GitHub Repository: ibm/watson-machine-learning-samples
Path: blob/master/cloud/notebooks/rest_api/deployments/foundation_models/Use watsonx, and Google `flan-ul2` to summarize Cybersecurity documents.ipynb
⁶⁴⁰⁵ views

Kernel: Python 3 (ipykernel)

Use watsonx, and Google `flan-ul2` to summarize Cybersecurity documents

Disclaimers

Use only Projects and Spaces that are available in watsonx context.

Notebook content

This notebook contains the steps and code to demonstrate support of text summarization in watsonx. It introduces commands for data retrieval and model testing.

Some familiarity with Python is helpful. This notebook uses Python 3.11.

Learning goal

The goal of this notebook is to demonstrate how to use ul2 model to summarize cybersecurity: SPEC5G Cellular Network Protocol.

Use case & dataset

5G is the 5th generation cellular network protocol. It is the state-of-the-art global wireless standard that enables an advanced kind of network designed to connect virtually everyone and everything with increased speed and reduced latency. Therefore, its development, analysis, and security are critical. However, all approaches to the 5G protocol development and security analysis, e.g., property extraction, protocol summarization, and semantic analysis of the protocol specifications and implementations are completely manual. To reduce such manual effort,foundation model are used to summarize the paragraphs automitically. The dataset that is used in this notebook has two columns which are paragraph and simplification(summary).

This notebook contains the following parts:

Set up the environment

Before you use the sample code in this notebook, you must perform the following setup tasks:

Create a watsonx.ai Runtime Service instance (a free plan is offered and information about how to create the instance can be found here).

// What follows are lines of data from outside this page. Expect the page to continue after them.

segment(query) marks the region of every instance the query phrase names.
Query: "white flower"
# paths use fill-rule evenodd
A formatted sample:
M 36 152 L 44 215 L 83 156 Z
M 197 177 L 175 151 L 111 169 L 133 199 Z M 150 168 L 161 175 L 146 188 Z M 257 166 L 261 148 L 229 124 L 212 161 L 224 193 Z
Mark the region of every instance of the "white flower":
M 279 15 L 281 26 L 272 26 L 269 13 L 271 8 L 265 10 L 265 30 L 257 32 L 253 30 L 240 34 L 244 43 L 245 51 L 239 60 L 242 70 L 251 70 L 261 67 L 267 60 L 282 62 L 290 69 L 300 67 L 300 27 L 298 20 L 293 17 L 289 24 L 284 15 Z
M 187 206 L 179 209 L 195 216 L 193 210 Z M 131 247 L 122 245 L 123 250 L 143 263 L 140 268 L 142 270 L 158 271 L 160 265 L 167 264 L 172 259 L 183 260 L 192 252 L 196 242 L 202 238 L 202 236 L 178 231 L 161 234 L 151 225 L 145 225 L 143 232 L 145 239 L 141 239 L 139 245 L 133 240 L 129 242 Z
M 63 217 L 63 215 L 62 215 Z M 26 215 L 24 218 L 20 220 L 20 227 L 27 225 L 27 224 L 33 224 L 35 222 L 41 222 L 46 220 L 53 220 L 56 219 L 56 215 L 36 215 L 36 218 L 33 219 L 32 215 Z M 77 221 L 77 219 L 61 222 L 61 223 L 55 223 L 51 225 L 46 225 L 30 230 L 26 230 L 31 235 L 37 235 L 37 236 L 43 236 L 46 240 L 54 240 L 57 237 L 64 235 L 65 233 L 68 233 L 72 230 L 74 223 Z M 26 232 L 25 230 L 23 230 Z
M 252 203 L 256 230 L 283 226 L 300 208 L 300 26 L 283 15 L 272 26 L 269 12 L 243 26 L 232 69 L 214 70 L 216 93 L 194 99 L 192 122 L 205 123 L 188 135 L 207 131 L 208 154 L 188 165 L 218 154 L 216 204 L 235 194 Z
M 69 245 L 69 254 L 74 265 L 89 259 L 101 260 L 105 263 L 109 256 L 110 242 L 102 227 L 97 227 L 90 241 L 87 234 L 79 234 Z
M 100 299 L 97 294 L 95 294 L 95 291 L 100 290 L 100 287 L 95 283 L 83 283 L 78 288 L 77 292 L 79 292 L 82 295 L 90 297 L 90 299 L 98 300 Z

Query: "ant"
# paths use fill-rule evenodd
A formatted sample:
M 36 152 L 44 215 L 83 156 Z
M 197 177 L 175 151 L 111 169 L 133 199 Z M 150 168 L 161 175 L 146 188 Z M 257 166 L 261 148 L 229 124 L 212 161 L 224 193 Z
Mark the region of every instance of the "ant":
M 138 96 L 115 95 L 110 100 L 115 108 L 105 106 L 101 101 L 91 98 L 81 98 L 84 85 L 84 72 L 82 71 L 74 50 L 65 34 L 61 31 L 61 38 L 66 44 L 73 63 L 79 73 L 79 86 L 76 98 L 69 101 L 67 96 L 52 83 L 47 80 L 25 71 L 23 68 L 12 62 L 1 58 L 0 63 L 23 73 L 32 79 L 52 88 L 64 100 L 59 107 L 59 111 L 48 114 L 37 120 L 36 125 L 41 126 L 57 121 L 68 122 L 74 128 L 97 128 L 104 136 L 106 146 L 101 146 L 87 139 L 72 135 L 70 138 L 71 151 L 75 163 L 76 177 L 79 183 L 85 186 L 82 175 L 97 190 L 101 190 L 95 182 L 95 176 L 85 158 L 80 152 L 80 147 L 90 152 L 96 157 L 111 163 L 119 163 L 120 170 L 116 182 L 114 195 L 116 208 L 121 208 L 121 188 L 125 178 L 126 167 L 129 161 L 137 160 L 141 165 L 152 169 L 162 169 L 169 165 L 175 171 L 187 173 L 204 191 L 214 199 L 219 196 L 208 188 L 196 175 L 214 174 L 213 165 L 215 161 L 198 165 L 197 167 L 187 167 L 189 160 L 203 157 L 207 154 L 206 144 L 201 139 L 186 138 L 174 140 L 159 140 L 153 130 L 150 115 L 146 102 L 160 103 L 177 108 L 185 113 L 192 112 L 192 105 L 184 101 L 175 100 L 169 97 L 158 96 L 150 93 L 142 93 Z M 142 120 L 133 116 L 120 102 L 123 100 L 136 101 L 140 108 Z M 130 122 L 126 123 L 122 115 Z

Install and import the `datasets` and dependecies

In [ ]:

!pip install datasets | tail -n 1
!pip install requests | tail -n 1
!pip install wget | tail -n 1
!pip install ibm-cloud-sdk-core | tail -n 1
!pip install "scikit-learn==1.3.2" | tail -n 1
!pip install rouge | tail -n 1

In [1]:

import os, getpass, wget
import requests
from ibm_cloud_sdk_core import IAMTokenManager
from pandas import read_csv, DataFrame
from rouge import Rouge
from sklearn.model_selection import train_test_split

Inferencing class

This cell defines a class that makes a REST API call to the watsonx Foundation Model inferencing API that we will use to generate output from the provided input. The class takes the access token created in the previous step, and uses it to make a REST API call with input, model id and model parameters. The response from the API call is returned as the cell output.

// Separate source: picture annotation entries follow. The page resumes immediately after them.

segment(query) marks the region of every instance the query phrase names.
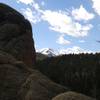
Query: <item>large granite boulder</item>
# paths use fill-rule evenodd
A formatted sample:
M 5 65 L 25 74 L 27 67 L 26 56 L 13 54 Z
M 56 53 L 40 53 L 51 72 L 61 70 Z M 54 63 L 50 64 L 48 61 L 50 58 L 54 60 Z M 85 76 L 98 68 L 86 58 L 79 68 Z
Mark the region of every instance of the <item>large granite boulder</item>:
M 0 3 L 0 100 L 51 100 L 68 89 L 34 70 L 30 23 Z
M 31 67 L 36 60 L 32 28 L 13 8 L 0 3 L 0 50 Z
M 0 51 L 0 100 L 51 100 L 66 88 Z
M 66 92 L 57 95 L 52 100 L 96 100 L 86 95 L 76 93 L 76 92 Z

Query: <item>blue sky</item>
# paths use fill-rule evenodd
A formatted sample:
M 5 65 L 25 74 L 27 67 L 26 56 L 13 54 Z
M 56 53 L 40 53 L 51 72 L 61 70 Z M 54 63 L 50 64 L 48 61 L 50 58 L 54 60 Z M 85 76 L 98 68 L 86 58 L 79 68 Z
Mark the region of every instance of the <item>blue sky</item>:
M 29 19 L 37 50 L 100 52 L 100 0 L 0 0 Z

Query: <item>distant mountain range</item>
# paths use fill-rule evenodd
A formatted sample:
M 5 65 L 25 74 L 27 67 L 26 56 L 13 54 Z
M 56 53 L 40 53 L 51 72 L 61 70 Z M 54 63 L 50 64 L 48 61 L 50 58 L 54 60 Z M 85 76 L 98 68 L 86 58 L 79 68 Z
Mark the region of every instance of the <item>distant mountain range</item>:
M 50 49 L 50 48 L 43 48 L 37 51 L 38 53 L 41 53 L 43 55 L 46 55 L 48 57 L 52 57 L 52 56 L 57 56 L 58 53 L 57 51 Z
M 73 47 L 68 49 L 61 49 L 61 50 L 54 50 L 51 48 L 43 48 L 40 50 L 37 50 L 38 53 L 46 55 L 48 57 L 63 55 L 63 54 L 79 54 L 79 53 L 91 53 L 91 51 L 85 51 L 81 49 L 80 47 Z

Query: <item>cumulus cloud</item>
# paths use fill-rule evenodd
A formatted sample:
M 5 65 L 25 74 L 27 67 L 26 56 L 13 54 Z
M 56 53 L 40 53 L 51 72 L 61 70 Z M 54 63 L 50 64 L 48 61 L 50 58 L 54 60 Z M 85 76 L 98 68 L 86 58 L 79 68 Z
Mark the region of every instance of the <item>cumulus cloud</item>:
M 17 0 L 18 3 L 32 4 L 34 0 Z
M 91 53 L 92 51 L 84 50 L 79 46 L 73 46 L 72 48 L 61 49 L 59 54 L 79 54 L 79 53 Z
M 66 12 L 46 10 L 42 19 L 50 24 L 50 29 L 73 37 L 84 37 L 92 28 L 91 24 L 82 25 L 72 20 Z
M 94 14 L 89 13 L 82 5 L 80 6 L 79 9 L 72 10 L 72 16 L 74 17 L 75 20 L 78 21 L 81 20 L 88 21 L 94 18 Z
M 61 44 L 61 45 L 68 45 L 71 42 L 68 40 L 64 39 L 64 35 L 59 36 L 58 40 L 56 41 L 56 43 Z
M 85 40 L 79 40 L 80 43 L 85 43 Z
M 88 35 L 93 27 L 91 24 L 81 24 L 78 22 L 78 20 L 90 20 L 94 17 L 94 15 L 88 13 L 83 6 L 80 6 L 79 9 L 74 9 L 72 15 L 70 15 L 68 11 L 43 10 L 35 0 L 17 1 L 24 4 L 31 4 L 30 8 L 22 9 L 22 13 L 28 20 L 33 24 L 46 21 L 49 23 L 49 29 L 55 32 L 73 37 L 84 37 Z M 77 21 L 73 20 L 73 17 L 77 19 Z M 61 37 L 59 40 L 60 43 L 64 38 Z M 62 44 L 63 43 L 65 43 L 65 41 L 63 41 Z M 67 43 L 69 42 L 66 40 L 66 44 Z
M 93 8 L 95 12 L 100 15 L 100 0 L 91 0 L 93 2 Z
M 40 21 L 39 15 L 33 12 L 30 8 L 22 9 L 22 12 L 26 19 L 28 19 L 30 22 L 35 24 Z

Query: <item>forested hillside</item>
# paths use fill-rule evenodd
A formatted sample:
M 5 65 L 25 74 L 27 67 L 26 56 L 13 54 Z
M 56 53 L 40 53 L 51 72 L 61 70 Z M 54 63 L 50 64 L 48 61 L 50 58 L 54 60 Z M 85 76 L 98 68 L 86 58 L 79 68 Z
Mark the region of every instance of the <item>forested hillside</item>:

Action: Provide watsonx.ai Runtime url to work with watsonx.ai.

In [2]:

endpoint_url = input("Please enter your watsonx.ai Runtime endpoint url (hit enter): ")

Define a Prompt class for prompts generation.

In [3]:

class Prompt:
    def __init__(self, access_token, project_id):
        self.access_token = access_token
        self.project_id = project_id

    def generate(self, input, model_id, parameters):
        wml_url = f"{endpoint_url}/ml/v1/text/generation?version=2024-03-19"
        Headers = {
            "Authorization": "Bearer " + self.access_token,
            "Content-Type": "application/json",
            "Accept": "application/json"
        }
        data = {
            "model_id": model_id,
            "input": input,
            "parameters": parameters,
            "project_id": self.project_id
        }
        response = requests.post(wml_url, json=data, headers=Headers)
        if response.status_code == 200:
            return response.json()["results"][0]
        else:
            return response.text

watsonx API connection

This cell defines the credentials required to work with watsonx API for Foundation Model inferencing.

Action: Provide the IBM Cloud user API key. For details, see documentation.

In [4]:

access_token = IAMTokenManager(
    apikey = getpass.getpass("Please enter your watsonx.ai api key (hit enter): "),
    url = "https://iam.cloud.ibm.com/identity/token"
).get_token()

Defining the project id

The API requires project id that provides the context for the call. We will obtain the id from the project in which this notebook runs:

In [5]:

try:
    project_id = os.environ["PROJECT_ID"]
except KeyError:
    project_id = input("Please enter your project_id (hit enter): ")

Data loading

Download the cybersecurity: SPEC5G Cellular Network Protocol dataset.

In [6]:

filename = 'Data_Cyber.csv'
url = 'https://raw.githubusercontent.com/IBM/watson-machine-learning-samples/master/cloud/data/spec5g/spec5g.csv'
if not os.path.isfile(filename): wget.download(url, out=filename)

Read the data.

In [7]:

data= read_csv("Data_Cyber.csv", index_col=0)
data.head()

Out[7]:

Inspect data sample.

Check the sample text and summary length.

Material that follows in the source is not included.